Perhaps Hoyer could have borrowed another familiar refrain that is used by 2nd Amendment advocates each time stricter and unConstitutional gun control laws are proposed: In many places, already existing gun regulations that keep firearms out of the hands of criminals without infringing on the rights of law-abiding gun advocates already exist.

And when guns do get into the hands of criminals, law enforcement authorities often come down hard on the people who run legitimate gun businesses.




  • In Randolph County, Ind., agents of the Bureau of Alcohol, Tobacco, Firearms and Explosives raided the Federally licensed gun shop of Charles “Fred” Ludington in April of last year, because they believed he had committed record-keeping offenses. This April, Ludington was sentenced to serve four years in Federal prison for selling firearms to a convicted felon and an out-of-State resident. A judge also ordered him to forfeit the 4,276 firearms, nearly 600,000 rounds of ammunition and more than $159,000 in cash seized by ATF from his shop in April of 2011.


  • Paul Copeland, a Vietnam Veteran and Texas-based gun seller, was sentenced to prison time and two years of probation by a Federal court in 2010 for selling a gun to an undocumented alien, Hipolito Aviles, at the Texas Gun Show in Austin. The alien was not charged in the case.


  • A New Mexico family of gun sellers was arrested in August of last year, on charges of knowingly selling guns to Mexican smugglers and various other related charges. Rick Reese and his two sons Ryin and Remington have been in jail for nearly a year, denied bond because a judge found that they may be a flight risk or attempt to barricade themselves on their property, which has a well for water and solar power, in a Ruby Ridge-style standoff. Their charges involve about 30 guns. Find out more about the bizarre case against them here.


All of these individuals have been deemed criminals by the Federal government, and a simple Google search yields hundreds more stories just like these.

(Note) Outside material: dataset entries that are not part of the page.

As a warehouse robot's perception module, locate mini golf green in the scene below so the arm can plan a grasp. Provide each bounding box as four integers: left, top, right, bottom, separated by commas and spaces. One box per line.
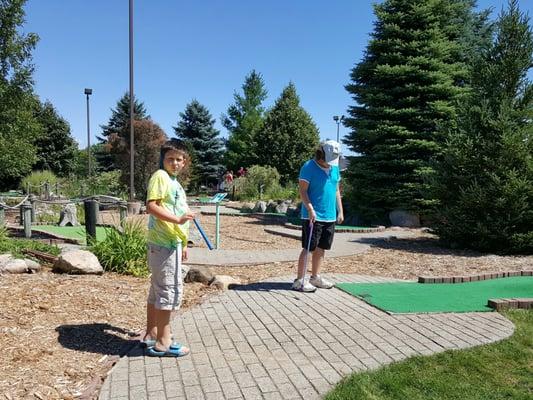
336, 277, 533, 313
32, 225, 109, 244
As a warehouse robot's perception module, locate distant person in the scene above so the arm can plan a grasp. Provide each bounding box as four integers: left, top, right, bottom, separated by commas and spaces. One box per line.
143, 138, 195, 357
292, 140, 344, 292
237, 166, 245, 177
224, 170, 234, 188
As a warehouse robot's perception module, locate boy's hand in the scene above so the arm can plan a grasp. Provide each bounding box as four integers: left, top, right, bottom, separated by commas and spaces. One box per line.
177, 211, 195, 225
337, 212, 344, 224
182, 246, 188, 261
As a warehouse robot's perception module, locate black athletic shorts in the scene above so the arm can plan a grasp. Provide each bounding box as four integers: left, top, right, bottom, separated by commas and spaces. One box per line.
301, 220, 335, 251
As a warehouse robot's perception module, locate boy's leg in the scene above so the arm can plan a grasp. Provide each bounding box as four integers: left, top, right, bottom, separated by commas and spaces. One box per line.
143, 302, 157, 341
154, 309, 173, 350
311, 247, 325, 276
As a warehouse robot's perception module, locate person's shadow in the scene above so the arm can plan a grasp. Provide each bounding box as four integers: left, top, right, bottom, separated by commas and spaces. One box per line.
56, 323, 144, 357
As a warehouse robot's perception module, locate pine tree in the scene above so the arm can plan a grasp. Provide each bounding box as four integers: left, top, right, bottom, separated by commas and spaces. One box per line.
255, 83, 320, 184
97, 92, 149, 171
0, 0, 41, 190
222, 70, 267, 170
33, 101, 77, 176
174, 100, 224, 187
432, 0, 533, 253
344, 0, 489, 223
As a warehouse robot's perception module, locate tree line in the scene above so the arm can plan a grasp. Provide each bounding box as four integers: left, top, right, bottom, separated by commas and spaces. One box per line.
0, 0, 531, 253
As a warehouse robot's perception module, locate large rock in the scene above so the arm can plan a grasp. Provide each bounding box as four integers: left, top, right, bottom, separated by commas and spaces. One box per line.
59, 203, 80, 226
210, 275, 241, 290
184, 265, 214, 284
275, 200, 291, 214
253, 201, 267, 213
0, 254, 42, 274
53, 250, 103, 275
389, 210, 421, 228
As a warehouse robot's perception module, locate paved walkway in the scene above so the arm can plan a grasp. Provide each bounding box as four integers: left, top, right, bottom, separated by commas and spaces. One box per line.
187, 227, 417, 265
99, 273, 515, 400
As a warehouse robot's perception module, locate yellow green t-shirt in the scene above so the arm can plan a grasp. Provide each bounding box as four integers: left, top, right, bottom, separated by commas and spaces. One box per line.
146, 169, 189, 249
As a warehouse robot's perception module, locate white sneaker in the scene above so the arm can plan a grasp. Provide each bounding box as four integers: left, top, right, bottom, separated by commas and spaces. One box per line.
292, 278, 317, 292
309, 275, 334, 289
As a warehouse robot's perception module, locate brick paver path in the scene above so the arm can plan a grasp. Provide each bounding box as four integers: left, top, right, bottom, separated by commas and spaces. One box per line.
99, 274, 515, 400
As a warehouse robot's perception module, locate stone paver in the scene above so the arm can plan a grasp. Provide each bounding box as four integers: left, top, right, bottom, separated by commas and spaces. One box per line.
99, 274, 515, 400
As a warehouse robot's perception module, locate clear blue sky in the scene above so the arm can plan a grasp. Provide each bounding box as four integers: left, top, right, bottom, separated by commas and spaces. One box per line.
23, 0, 529, 151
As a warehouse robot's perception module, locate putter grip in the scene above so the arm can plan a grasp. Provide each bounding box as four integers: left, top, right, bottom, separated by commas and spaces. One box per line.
193, 218, 214, 250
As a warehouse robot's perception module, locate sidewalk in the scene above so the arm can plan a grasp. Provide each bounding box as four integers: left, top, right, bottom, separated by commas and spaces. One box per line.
99, 273, 514, 400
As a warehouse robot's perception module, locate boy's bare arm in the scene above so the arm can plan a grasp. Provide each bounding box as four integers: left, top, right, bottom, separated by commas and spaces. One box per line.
336, 187, 344, 224
146, 200, 195, 225
299, 179, 316, 223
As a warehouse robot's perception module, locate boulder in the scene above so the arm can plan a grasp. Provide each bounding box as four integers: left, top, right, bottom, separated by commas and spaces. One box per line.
389, 210, 421, 228
253, 201, 267, 213
0, 254, 42, 274
275, 201, 291, 214
241, 202, 255, 213
53, 250, 103, 275
210, 275, 241, 290
184, 265, 214, 284
59, 203, 80, 226
265, 200, 277, 213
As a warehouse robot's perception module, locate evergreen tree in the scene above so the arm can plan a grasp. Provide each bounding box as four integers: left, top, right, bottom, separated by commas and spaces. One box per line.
174, 100, 224, 187
33, 101, 77, 176
432, 0, 533, 253
255, 83, 320, 184
222, 70, 267, 170
344, 0, 489, 223
97, 92, 149, 171
0, 0, 40, 190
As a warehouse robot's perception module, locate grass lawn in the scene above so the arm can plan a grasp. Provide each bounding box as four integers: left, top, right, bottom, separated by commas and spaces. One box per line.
32, 225, 109, 244
325, 310, 532, 400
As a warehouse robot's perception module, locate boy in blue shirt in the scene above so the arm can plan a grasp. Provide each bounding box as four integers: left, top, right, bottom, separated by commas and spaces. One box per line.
293, 140, 344, 292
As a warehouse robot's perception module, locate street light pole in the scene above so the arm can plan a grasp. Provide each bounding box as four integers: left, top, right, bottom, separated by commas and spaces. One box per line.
129, 0, 135, 201
333, 115, 345, 143
84, 88, 93, 178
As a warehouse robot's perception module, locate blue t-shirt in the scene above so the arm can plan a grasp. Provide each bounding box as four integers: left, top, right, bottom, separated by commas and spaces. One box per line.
299, 160, 340, 222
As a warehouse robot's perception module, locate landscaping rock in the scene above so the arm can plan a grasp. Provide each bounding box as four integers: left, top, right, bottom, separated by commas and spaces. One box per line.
389, 210, 421, 228
210, 275, 241, 290
275, 200, 291, 214
0, 254, 42, 274
265, 200, 277, 213
184, 265, 214, 284
53, 250, 103, 275
241, 202, 255, 213
253, 201, 267, 213
181, 264, 190, 278
59, 203, 80, 226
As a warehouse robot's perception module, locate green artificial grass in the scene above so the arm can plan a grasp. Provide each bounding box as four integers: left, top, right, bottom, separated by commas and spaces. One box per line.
336, 277, 533, 313
32, 225, 109, 244
325, 310, 533, 400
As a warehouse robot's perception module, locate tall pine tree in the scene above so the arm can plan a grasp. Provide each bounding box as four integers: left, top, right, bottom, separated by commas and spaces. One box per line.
344, 0, 489, 223
174, 100, 224, 187
0, 0, 41, 190
222, 70, 267, 170
97, 92, 149, 171
255, 83, 319, 184
432, 0, 533, 253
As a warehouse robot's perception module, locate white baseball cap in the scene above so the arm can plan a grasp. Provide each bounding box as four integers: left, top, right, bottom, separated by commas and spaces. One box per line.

So if gun control advocates like Hoyer want people to focus less on the guns and more on the criminals in the case of Fast and Furious, Congressional Republicans on the House oversight committee should take note of the policies adopted by the likes of Bloomberg and the ATF. These policies have made criminals of people who have simply sold guns, often unwittingly, to individuals who wanted them for criminal purposes.

Evidence suggests that the Justice Department assisted in the illegal sales of more than 2,000 firearms, some of which were used in deadly crimes. Unfortunately, there has been no serious talk about holding the people who were responsible for this crime accountable in court, and the President is complicit in covering up damning evidence.

A thorough investigation holding the gun pushers within the Justice Department to the same standard as the above mentioned gun sellers, however, would likely result in arrests leading all the way to the Oval Office.